Bellona opened her hands. “We three, at least. Perhaps others who still wish to feel alive, or who still have enough pride to punish an enemy who dares threaten us.”

Three, Kitsune thought. If only she had time to go east, to try to persuade the gods of Asia to join them. Many of the legends from the eastern lands had begun to come west to aid King Hunyadi, but the old gods were sleeping, there.

Still, three would be better than nothing. And perhaps there would be more, if Artemis allowed it.

“Do you think I should speak to Artemis myself? I could tell her the tale of what transpires, try to convince her-”

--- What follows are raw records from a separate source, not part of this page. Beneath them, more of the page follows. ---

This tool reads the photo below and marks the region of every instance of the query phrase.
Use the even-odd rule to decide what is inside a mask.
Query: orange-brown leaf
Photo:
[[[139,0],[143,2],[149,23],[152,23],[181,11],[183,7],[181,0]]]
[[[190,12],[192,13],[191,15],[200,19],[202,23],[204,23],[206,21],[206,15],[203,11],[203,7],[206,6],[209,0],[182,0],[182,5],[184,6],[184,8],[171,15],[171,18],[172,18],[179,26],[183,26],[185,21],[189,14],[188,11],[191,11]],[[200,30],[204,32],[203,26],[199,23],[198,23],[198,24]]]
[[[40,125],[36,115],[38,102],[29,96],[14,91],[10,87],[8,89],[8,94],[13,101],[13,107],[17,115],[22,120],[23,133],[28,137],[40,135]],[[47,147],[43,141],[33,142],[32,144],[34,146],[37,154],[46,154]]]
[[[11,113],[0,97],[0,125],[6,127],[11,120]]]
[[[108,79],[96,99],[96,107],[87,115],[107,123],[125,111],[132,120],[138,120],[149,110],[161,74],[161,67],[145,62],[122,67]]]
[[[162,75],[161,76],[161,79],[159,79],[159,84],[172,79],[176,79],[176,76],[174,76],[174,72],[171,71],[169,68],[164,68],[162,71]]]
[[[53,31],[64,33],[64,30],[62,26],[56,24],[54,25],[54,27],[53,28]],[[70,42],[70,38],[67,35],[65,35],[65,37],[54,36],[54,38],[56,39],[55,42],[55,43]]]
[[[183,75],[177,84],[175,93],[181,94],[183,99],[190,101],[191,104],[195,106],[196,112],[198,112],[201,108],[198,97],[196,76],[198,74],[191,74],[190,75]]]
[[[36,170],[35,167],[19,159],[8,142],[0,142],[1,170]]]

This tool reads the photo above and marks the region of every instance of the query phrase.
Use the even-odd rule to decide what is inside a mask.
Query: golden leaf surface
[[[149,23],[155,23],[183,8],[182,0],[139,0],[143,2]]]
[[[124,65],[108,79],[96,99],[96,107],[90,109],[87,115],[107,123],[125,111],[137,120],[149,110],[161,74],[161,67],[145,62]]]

“Not if you value your life. She would not trust you for a moment. The animals turned on her, once, and she has never forgiven them.”

The tale filled Kitsune with revulsion, but she only nodded.

Together, she and Coyote began to tell the old gods all they knew of the war and its origins and the threat of the Atlantean conspiracy.

When they had finished, Bellona made her a promise.

“If Artemis wills it, we will meet you an hour past dawn tomorrow on the southern road, in view of the city walls, with all of the gods who will join us. For my part, I hope to see you again. It has been far too long since I have seen war, and I yearn for it.”